Court considers access-to-justice issues when ruling on divorce agreement

Joint affidavit filed in divorce proceeding tackles matters of child support, matrimonial home

Court considers access-to-justice issues when ruling on divorce agreement

Courts should try to uphold agreements made between parties to family law cases whenever feasible because such agreements lessen the strain on scarce judicial resources and because many families cannot afford legal representation, the Ontario Court of Appeal recently said.

A married couple with two children divorced in 2003. They filed a joint affidavit regarding child support and the treatment of their matrimonial home. Specifically, they agreed to the following provisions:

  • The father would pay the mother monthly child support of $950 per child
  • If there were future changes in income, each child would get monthly support of 17 percent of the father’s gross income until they turned 18
  • The 17-percent rate would go down to 12.5 percent of his taxable income if the wife remarried
  • The wife could get the matrimonial home by paying $74,600 in monthly installments equivalent to the monthly child support commencing May 1, 2006
  • She had to pay this amount on an accelerated basis if she remarried

The agreement thus transferred the matrimonial home to the mother. She did not tell the father about her remarriage in 2006 so she did not pay the amount on an accelerated basis. Because the father did not disclose his annual income information, she could not calculate the amount for monthly child support payments.

In 2016, the mother applied for child support and other relief. Her application partly succeeded. The court ordered the father to pay ongoing child support, including his proportionate share of the expenses under s. 7 of the Federal Child Support Guidelines, SOR/97-175 until the children turned 25.

The mother appealed from the order of the judge of the Ontario Superior Court of Justice, which affirmed the order of the application judge of the Ontario Court of Justice.

Agreement thoroughly considered by courts

In Zhao v. Xiao, 2023 ONCA 453, the Ontario Court of Appeal dismissed the appeal. The lower courts’ judges thoroughly considered the agreement in the joint affidavit and the circumstances of the parents and their children, the appellate court said.

First, the appellate court upheld the decision not to award retroactive child support from May 1, 2006 to June 2, 2013. It found no basis to interfere with the application judge’s findings.

For that period, the application judge calculated the quantum of child support based on the 12.5-percent rate since the mother had remarried. Given the lack of the father’s disclosure, the judge set his income at $65,000 at the mother’s request. The amount that the mother owed relating to the matrimonial home essentially offset the amount that the father owed for child support, the judge concluded.

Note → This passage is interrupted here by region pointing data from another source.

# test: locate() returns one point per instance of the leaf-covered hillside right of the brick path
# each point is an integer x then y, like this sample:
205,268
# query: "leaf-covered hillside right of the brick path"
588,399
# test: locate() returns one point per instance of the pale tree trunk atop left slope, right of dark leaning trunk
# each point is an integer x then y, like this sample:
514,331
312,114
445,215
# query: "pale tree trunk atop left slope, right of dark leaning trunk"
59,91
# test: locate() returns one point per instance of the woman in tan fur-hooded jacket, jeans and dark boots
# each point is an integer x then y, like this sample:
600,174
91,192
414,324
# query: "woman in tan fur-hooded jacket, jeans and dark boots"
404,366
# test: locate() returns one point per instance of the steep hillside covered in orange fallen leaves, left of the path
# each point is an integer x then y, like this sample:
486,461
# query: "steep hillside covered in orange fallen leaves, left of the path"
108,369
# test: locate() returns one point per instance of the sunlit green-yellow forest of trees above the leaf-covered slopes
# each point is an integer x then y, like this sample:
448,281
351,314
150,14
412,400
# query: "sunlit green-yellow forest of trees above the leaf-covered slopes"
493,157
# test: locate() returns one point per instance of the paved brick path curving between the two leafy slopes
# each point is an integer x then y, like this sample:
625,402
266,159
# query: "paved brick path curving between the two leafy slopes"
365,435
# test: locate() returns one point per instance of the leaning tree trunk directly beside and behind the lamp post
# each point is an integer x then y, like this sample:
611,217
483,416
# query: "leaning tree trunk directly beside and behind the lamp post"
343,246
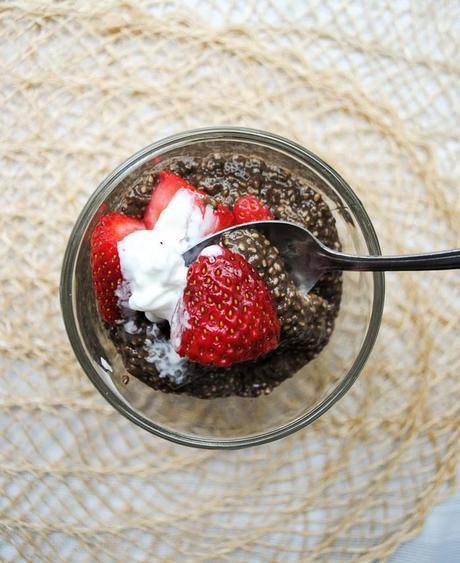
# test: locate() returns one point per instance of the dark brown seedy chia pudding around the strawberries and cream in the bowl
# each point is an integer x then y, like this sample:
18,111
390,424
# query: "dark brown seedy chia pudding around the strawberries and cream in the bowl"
306,322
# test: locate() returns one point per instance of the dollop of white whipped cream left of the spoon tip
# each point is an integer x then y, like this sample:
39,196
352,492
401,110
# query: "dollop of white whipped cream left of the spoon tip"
151,260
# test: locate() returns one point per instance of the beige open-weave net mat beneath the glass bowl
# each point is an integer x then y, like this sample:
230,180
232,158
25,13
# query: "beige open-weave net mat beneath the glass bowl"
373,88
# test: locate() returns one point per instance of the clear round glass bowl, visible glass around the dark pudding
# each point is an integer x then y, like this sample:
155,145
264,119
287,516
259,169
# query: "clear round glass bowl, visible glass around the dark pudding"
235,421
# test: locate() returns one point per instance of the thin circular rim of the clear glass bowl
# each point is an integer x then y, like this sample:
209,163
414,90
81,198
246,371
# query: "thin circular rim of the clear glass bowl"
205,134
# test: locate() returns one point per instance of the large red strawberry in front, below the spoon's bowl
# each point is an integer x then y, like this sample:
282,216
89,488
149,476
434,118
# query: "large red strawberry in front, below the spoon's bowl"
226,314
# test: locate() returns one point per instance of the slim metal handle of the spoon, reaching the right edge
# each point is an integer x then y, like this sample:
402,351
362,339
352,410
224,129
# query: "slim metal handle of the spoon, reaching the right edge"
445,260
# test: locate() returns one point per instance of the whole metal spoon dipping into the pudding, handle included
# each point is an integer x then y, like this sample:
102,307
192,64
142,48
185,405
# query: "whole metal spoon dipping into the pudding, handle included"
307,259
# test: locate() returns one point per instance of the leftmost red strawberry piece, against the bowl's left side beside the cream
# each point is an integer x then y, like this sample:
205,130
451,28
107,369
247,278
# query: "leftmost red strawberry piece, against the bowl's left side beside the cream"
105,264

Second, the appellate court affirmed the determination that the parents share ongoing special and extraordinary expenses for the children in proportion to their household incomes. The application judge’s decision to apportion the s. 7 expenses in this way was reasonable given the facts, the appellate court said.

The record showed that the father had remarried and solely supported his children and his current wife, who was unable to work due to illness. On the other hand, the mother could work in paid employment since 2008 but chose not to do so. Her second husband listed the children as his dependents, covered the eldest child’s educational expenses through his university employee benefits, and also paid most medical and dental expenses.

Lastly, the appellate court agreed with the decision that child support should end upon each child’s 25th birthday. The application judge reached a discretionary determination that was not arbitrary or speculative, the appellate court said.

The application judge chose the age of 25 while considering all the circumstances, including the facts that the eldest child was in medical school and the younger daughter was an undergraduate student, the appellate court explained.